DORSET people are showing increasing signs of anxiety as Covid levels rise across the country – especially among parents whose children may be suffering coughs and colds.

The county’s director of public health Sam Crowe says the county has done well and should keep the current risk level ‘in perspective.’

He says that everything necessary locally will be done to keep rates down and to provide information to people who are worried – including how to tell the difference between seasonal illnesses and Covid.

He told a meeting of the county’s health and wellbeing board on Wednesday that most Dorset residents had complied well with public health guidance but had, at times, found it difficult to keep up with the messages coming from the Government.

He said he hoped the new ‘rule of six’ would help with that by being straightforward and easy to understand.

Locally the county has a communications strategy in place in the event of local outbreaks and also has a team of 90 ‘trusted voices’ who were sharing messages of guidance and advice with their communities and also providing feedback from local people on how public health messages were being received and what people’s fears and anxieties are and what is of particular concern to each community.

“The mood music has definitely shifted in the past week because of the national rise in cases and we have seen the first tightening of national measures in response to the situation elsewhere in the country…but, nevertheless we still feel a local approach will be important and when we are continuing to build trust I believe that trust is best built on a local basis,” said Mr Crowe.

Council leader Spencer Flower said he backed the current tactics: “It’s a sensible and balanced approach.
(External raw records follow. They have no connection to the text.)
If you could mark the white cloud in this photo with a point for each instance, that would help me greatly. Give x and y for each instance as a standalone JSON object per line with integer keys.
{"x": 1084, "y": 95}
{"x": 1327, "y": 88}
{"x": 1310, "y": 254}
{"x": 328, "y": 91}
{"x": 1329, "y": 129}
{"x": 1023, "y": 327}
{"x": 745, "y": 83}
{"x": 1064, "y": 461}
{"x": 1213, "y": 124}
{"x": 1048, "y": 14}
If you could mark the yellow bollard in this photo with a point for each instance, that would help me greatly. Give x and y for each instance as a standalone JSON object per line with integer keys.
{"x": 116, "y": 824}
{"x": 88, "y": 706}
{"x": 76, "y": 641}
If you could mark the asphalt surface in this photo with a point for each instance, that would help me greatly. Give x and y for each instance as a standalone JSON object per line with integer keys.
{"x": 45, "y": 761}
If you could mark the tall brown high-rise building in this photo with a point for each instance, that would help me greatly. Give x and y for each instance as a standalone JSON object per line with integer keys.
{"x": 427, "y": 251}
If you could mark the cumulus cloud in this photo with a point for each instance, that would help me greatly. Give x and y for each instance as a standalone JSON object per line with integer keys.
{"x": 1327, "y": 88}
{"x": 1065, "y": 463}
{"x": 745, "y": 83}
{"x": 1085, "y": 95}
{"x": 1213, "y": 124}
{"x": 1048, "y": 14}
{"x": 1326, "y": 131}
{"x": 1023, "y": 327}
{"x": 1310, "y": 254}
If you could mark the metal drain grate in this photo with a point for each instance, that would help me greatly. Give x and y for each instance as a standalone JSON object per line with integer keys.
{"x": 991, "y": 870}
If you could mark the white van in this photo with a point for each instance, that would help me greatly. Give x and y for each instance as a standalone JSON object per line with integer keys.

We have done extremely well in Dorset. There has been a change in the national scene but that doesn’t stop us doing what we believe will be the best for Dorset and we want to continue doing that,” he said.

Dr Forbes Watson, who chairs the Dorset Clinical Commissioning Group, said the county continued to provide a proportionate response to the threat within Dorset from Covid but, like elsewhere, had seen some problems in getting tests completed. He said the current local situation was being complicated by the emergence of seasonal respiratory tract symptoms which might or might not be Covid.

Mr Crowe said the local response would now be finding a balance between not unnecessarily worrying people while wanting them to be cautious and watchful.

He said there was evidence, nationally, that some people were not isolating and still going out, potentially infecting others even though they might feel well. He said this might result in a change to the attitude towards enforcement.

Chief Constable James Vaughan told the meeting that Dorset police would be seeking to reassure people that enforcement measures would be taken, where necessary, while at the same time not losing public support.

He said that so far most people in Dorset had been ‘very compliant’ with any restrictions and guidelines.